Selon des documents judiciaires, les commentaires n’étaient initialement visibles que sur le compte Facebook personnel de Mickens jusqu’à ce qu’un ancien camarade de classe du lycée prenne une capture d’écran et la republie publiquement sur les réseaux sociaux.
Le procès affirme que l’image a ensuite été amplifiée par le compte X, qui comptait plus de 600 000 abonnés, qui identifiait l’employeur de Mickens et incluait les coordonnées du directeur.
Mickens n’a jamais déposé de plainte au cours de ses 20 années d’enseignement, selon la plainte.
Le jour où Charlie Kirk a été assassiné, Mickens a partagé l’une de ses citations précédentes sur le droit aux armes à feu, puis l’a décrit comme un « fasciste rempli de haine » tout en notant qu’il ne tolérait pas la violence.

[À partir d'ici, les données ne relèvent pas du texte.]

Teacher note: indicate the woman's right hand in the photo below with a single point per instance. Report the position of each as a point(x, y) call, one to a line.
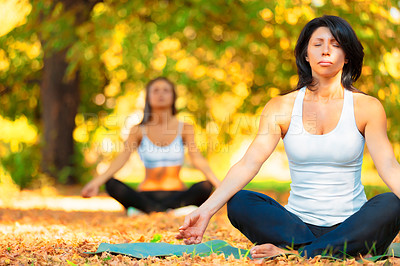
point(91, 189)
point(193, 227)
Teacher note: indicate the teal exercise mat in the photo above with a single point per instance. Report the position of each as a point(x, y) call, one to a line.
point(143, 250)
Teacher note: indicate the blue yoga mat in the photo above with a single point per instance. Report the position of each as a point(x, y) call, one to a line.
point(143, 250)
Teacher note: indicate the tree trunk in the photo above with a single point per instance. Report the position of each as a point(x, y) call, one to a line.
point(60, 100)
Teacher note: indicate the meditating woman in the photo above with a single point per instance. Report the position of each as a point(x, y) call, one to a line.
point(324, 124)
point(160, 140)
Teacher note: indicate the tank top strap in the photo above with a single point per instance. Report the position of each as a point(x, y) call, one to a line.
point(143, 130)
point(298, 104)
point(348, 108)
point(180, 127)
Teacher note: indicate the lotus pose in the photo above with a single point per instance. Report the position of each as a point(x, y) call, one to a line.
point(160, 140)
point(324, 124)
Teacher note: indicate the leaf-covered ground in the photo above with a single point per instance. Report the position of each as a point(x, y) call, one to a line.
point(50, 229)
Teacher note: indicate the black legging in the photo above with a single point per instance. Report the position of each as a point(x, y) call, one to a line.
point(158, 201)
point(263, 220)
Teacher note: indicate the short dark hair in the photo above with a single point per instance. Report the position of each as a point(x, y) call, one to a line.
point(147, 107)
point(345, 36)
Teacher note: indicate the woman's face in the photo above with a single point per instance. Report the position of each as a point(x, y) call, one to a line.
point(161, 94)
point(324, 54)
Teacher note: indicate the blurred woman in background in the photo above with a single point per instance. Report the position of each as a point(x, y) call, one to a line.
point(159, 140)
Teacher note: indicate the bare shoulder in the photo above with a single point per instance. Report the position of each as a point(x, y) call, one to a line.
point(187, 128)
point(367, 106)
point(135, 135)
point(281, 106)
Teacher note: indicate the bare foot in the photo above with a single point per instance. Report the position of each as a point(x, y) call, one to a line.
point(266, 250)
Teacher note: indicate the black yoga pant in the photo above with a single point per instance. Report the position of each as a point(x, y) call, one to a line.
point(370, 230)
point(150, 201)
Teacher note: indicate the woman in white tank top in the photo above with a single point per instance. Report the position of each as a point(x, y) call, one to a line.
point(324, 124)
point(160, 140)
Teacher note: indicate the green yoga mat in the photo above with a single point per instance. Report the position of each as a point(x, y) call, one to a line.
point(143, 250)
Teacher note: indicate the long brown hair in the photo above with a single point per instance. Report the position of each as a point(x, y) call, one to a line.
point(147, 107)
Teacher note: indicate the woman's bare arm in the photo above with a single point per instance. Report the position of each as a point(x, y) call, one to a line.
point(379, 146)
point(92, 188)
point(196, 158)
point(238, 176)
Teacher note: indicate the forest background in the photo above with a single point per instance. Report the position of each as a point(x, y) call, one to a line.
point(72, 78)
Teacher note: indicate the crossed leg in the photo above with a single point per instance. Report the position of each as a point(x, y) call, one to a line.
point(267, 223)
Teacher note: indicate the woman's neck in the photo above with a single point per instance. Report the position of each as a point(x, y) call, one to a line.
point(327, 89)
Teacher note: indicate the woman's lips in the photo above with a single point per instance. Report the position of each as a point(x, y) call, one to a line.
point(325, 63)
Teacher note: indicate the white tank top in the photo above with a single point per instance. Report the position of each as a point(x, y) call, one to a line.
point(325, 169)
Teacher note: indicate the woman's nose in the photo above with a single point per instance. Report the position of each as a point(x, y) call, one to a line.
point(326, 49)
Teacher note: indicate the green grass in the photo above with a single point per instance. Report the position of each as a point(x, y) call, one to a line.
point(283, 187)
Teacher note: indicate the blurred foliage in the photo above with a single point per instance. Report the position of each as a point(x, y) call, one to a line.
point(227, 60)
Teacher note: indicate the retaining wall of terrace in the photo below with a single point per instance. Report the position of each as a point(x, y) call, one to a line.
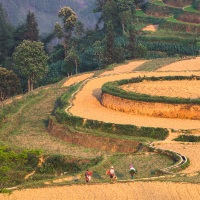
point(155, 109)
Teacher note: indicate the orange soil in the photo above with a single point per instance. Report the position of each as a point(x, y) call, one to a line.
point(184, 65)
point(77, 79)
point(183, 88)
point(86, 104)
point(120, 191)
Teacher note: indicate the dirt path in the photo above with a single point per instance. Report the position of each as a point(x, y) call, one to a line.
point(86, 104)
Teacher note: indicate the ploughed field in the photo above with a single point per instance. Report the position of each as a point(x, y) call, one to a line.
point(87, 104)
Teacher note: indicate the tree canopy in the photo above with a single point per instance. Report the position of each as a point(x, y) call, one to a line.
point(31, 61)
point(9, 84)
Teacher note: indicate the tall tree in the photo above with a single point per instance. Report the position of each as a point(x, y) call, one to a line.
point(126, 11)
point(31, 32)
point(5, 35)
point(69, 19)
point(30, 60)
point(9, 84)
point(109, 42)
point(58, 31)
point(72, 61)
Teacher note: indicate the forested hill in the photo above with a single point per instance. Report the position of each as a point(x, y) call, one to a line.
point(46, 11)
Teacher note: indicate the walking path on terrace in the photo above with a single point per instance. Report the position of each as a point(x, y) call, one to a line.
point(86, 104)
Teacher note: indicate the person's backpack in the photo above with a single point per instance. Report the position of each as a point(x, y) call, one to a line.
point(108, 172)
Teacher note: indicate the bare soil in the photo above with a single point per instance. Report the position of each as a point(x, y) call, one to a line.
point(87, 105)
point(182, 88)
point(120, 191)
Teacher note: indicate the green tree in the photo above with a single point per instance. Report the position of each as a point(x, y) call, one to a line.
point(72, 61)
point(126, 10)
point(58, 31)
point(31, 61)
point(69, 19)
point(31, 32)
point(109, 43)
point(9, 84)
point(79, 30)
point(6, 30)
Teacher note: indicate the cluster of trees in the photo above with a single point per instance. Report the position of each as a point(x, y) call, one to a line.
point(22, 56)
point(76, 49)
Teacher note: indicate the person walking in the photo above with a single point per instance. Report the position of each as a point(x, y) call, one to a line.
point(88, 175)
point(132, 171)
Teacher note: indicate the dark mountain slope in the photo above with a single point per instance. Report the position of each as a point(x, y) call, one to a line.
point(46, 11)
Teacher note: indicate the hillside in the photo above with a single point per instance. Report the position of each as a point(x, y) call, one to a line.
point(46, 11)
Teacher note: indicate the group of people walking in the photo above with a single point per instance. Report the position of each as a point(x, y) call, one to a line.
point(111, 173)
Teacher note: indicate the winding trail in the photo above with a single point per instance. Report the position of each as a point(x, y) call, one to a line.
point(86, 104)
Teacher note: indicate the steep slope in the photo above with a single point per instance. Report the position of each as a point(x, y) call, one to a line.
point(46, 11)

Mickens, qui enseigne depuis plus de 20 ans et a été reconnue comme finaliste pour le prix Georgia Teacher of the Year en 2022, a affirmé que les dirigeants du district l’avaient rapidement expulsée de la classe.
Dans la plainte déposée en octobre dernier, elle affirmait que ses commentaires avaient été faits pendant son temps libre, en dehors des heures de travail, et n’interféraient pas avec le fonctionnement de l’école ou ses tâches éducatives.
Elle a également fait valoir que les administrateurs avaient effectivement scellé son sort avant qu’un examen significatif ait lieu, et que le district disposait déjà d’un enseignant suppléant avant qu’on lui annonce officiellement qu’elle ne reviendrait pas.
La poursuite affirmait également que son compte Facebook personnel était distinct de son profil professionnel et n’incluait aucun étudiant, parent ou employé de l’école autre que des amis proches.
Les avocats de Mickens ont également fait valoir que le district manquait de politiques claires régissant l’activité des enseignants sur les réseaux sociaux en dehors de leurs heures de travail et que les autres employés qui exprimaient publiquement leur soutien à Kirk n’étaient pas sanctionnés.
Parmi les réparations qu’elle avait initialement demandées figuraient la réintégration, la suppression des dossiers disciplinaires de son dossier personnel, une compensation pour la perte de salaire et des dommages-intérêts pour détresse émotionnelle et diffamation.
Au lieu de cela, les deux parties ont finalement convenu de régler le problème.
Aux termes de l’accord, Mickens recevra une compensation pour sa détresse émotionnelle et ses honoraires d’avocat.
Michelle Mickens, 55 ans, a poursuivi le district scolaire d’Oglethorpe pour licenciement inconstitutionnel suite à des commentaires qu’elle a publiés sur son compte Facebook à propos de Charlie Kirk.
“Nous sommes heureux d’être parvenus à un accord à l’amiable sur cette question”, a déclaré Sam Boyd, avocat superviseur principal au Southern Poverty Law Center et membre de l’équipe juridique de Mickens.
“Comme les tribunaux de tout le pays l’ont reconnu dans d’autres affaires impliquant des licenciements pour des commentaires sur Charlie Kirk et de nombreux autres sujets, ‘les employés des écoles publiques, y compris les enseignants, ont un droit à la liberté d’expression protégé par la Constitution.”
Ce règlement fait suite à plusieurs affaires très médiatisées impliquant des fonctionnaires qui ont été sanctionnés pour avoir commenté la mort de Kirk.
Dans des litiges similaires liés au Premier Amendement, un professeur de l’Université du Tennessee a reçu 1,9 million de dollars en règlement, un employé de l’Université de l’Indiana a reçu 225 000 $ et un enseignant de l’Iowa a reçu plus de 200 000 $, selon des rapports publiés cités par l’AJC.
À la suite du meurtre de Kirk, au moins deux enseignants du comté de Cobb, en Géorgie, ont perdu leur emploi en raison de messages célébrant ou tolérant sa mort.
Un professeur de l’Université Emory et une hôtesse de l’air de Delta Airlines ont également subi des conséquences liées à leur emploi en raison de commentaires en ligne.